Politica

Via Nino Bixio, il Comune perde l’asta pubblica. Centrodestra: “Avevamo messo in guardia ma siamo stati ignorati, danno per la città”

Riqualificazione del lungo Po in chiave turistico-ricreativa, il Comune di Piacenza ha partecipato all’asta pubblica per l’acquisto del comparto di via Nino Bixio. Un gruppo di strutture da anni in stato di degrado. Un’area privata per acquisire la quale, come detto, l’amministrazione ha scelto la via dell’asta pubblica. Ma il Comune ha perso l’asta. Un esito che ha sollevato le polemiche del centrodestra. Nel corso dell’ultimo consiglio comunale, infatti, il centrodestra aveva criticato la scelta dell’amministrazione, giudicandola rischiosa.

I capigruppo Patrizia Barbieri (Barbieri Sindaco-Trespidi con Liberi), Sara Soresi (Fratelli d’Italia) e Luca Zandonezza (Lega) intervengono in una nota.

LA NOTA DEL CENTRODESTRA

“Ancora una volta l’opposizione di centrodestra aveva avvisato. Lo avevamo fatto con chiarezza, spiegando punto per punto perché la procedura scelta dall’amministrazione per l’area Lungo Po fosse rischiosa, poco trasparente e potenzialmente dannosa per le casse comunali.

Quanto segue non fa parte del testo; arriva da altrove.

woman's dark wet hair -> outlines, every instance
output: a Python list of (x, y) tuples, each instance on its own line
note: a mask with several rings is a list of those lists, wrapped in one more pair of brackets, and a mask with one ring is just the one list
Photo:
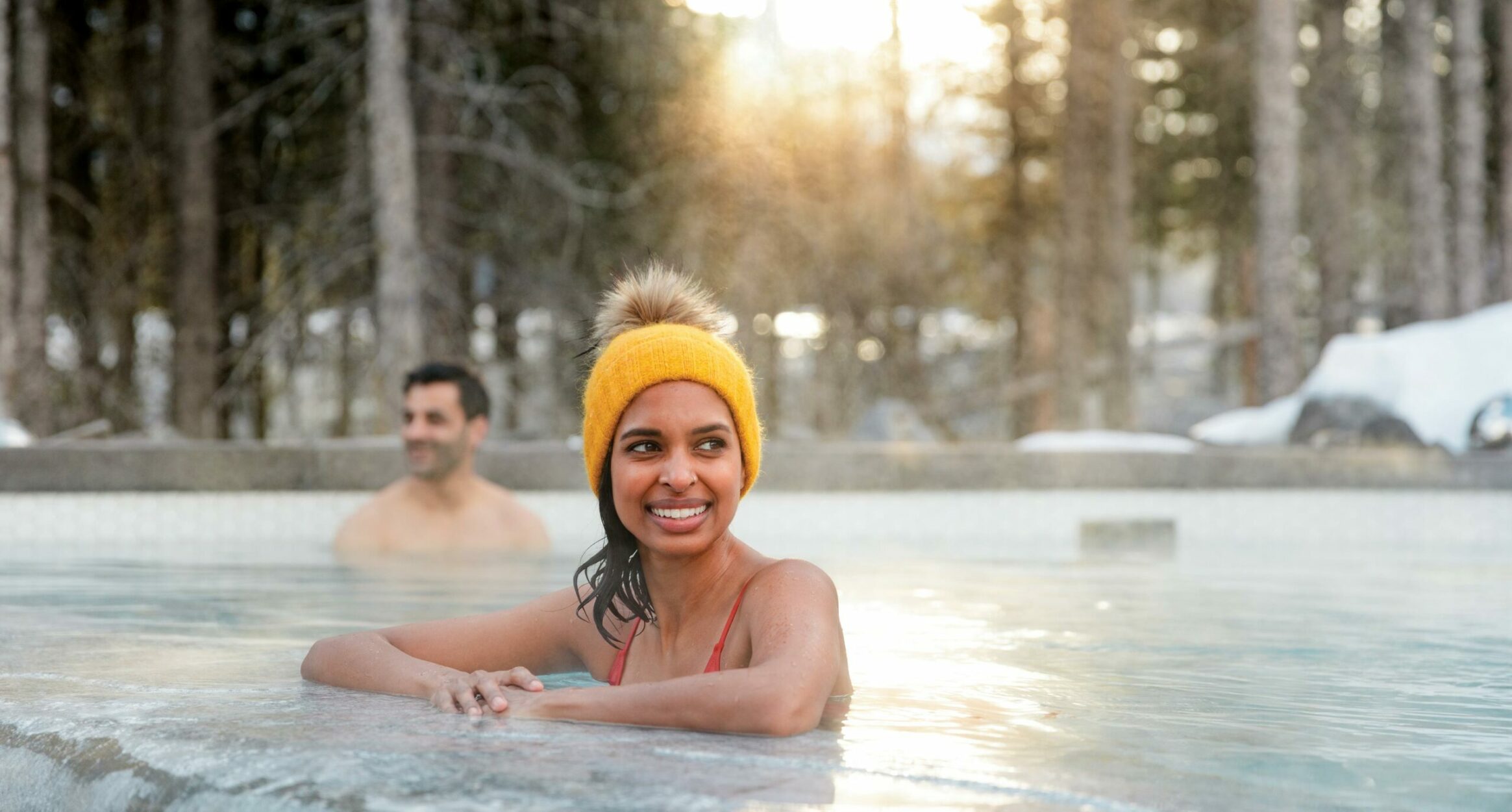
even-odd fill
[[(643, 623), (656, 621), (656, 609), (652, 597), (646, 591), (646, 572), (641, 569), (641, 558), (635, 555), (635, 534), (620, 522), (618, 511), (614, 510), (614, 481), (609, 478), (609, 457), (603, 458), (603, 472), (599, 478), (599, 520), (603, 522), (603, 546), (588, 556), (572, 573), (572, 585), (578, 588), (578, 617), (588, 620), (590, 603), (593, 605), (593, 624), (611, 646), (623, 641), (609, 634), (605, 615), (614, 615), (620, 623), (629, 623), (632, 617)], [(584, 593), (579, 582), (588, 587)]]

E ancora una volta, siamo stati ignorati.

Avevamo indicato come ricorrere all’asta per l’acquisizione di quell’area fosse una scelta sbagliata: se davvero si voleva tutelare l’interesse pubblico, era necessario muoversi molto prima, attivando le procedure corrette come il vincolo preordinato all’ esproprio. Invece si è deciso di partire tardi e male, con l’unico risultato che oggi l’Amministrazione si ritrova a mani vuote.

E non si tratta solo di una scelta sbagliata. È una beffa per tutta la città: solo un anno fa erano stati stanziati ben 170.000 euro di soldi pubblici per la bonifica di un’area privata,  quella stessa area che oggi è sfuggita al Comune. Non solo il danno economico, ma anche quello amministrativo e politico.

Ora che l’asta è persa, il Comune dovrà trattare con un soggetto privato, e probabilmente sostenere costi ancora maggiori per l’acquisizione o l’eventuale esproprio, visto che il bene non è più parte di una procedura, ma proprietà privata. Un paradosso evitabile, se solo si fosse ascoltato il nostro appello.

Non facciamo opposizione per partito preso. Siamo sempre intervenuti, anche con fermezza, per difendere l’interesse della città. Ma ogni volta che tentiamo di svolgere il nostro ruolo in modo responsabile, ci viene sbattuta la porta in faccia, e poi, puntualmente, si verifica ciò che avevamo previsto.

È accaduto con questa pratica, come con il c.d. “appaltone” – dove i ricorsi sono ormai numerosi – e temiamo accadrà anche con Piazza Cittadella, dove il rischio, denunciato da tempo, è che resti un buco nel cuore di Piacenza. E quel buco, oggi, è realtà: il cantiere è fermo da mesi.

Questa Amministrazione si ostina a non ascoltare, procede per conto suo, e sbaglia. Ma chi paga le conseguenze, purtroppo, sono sempre i cittadini.”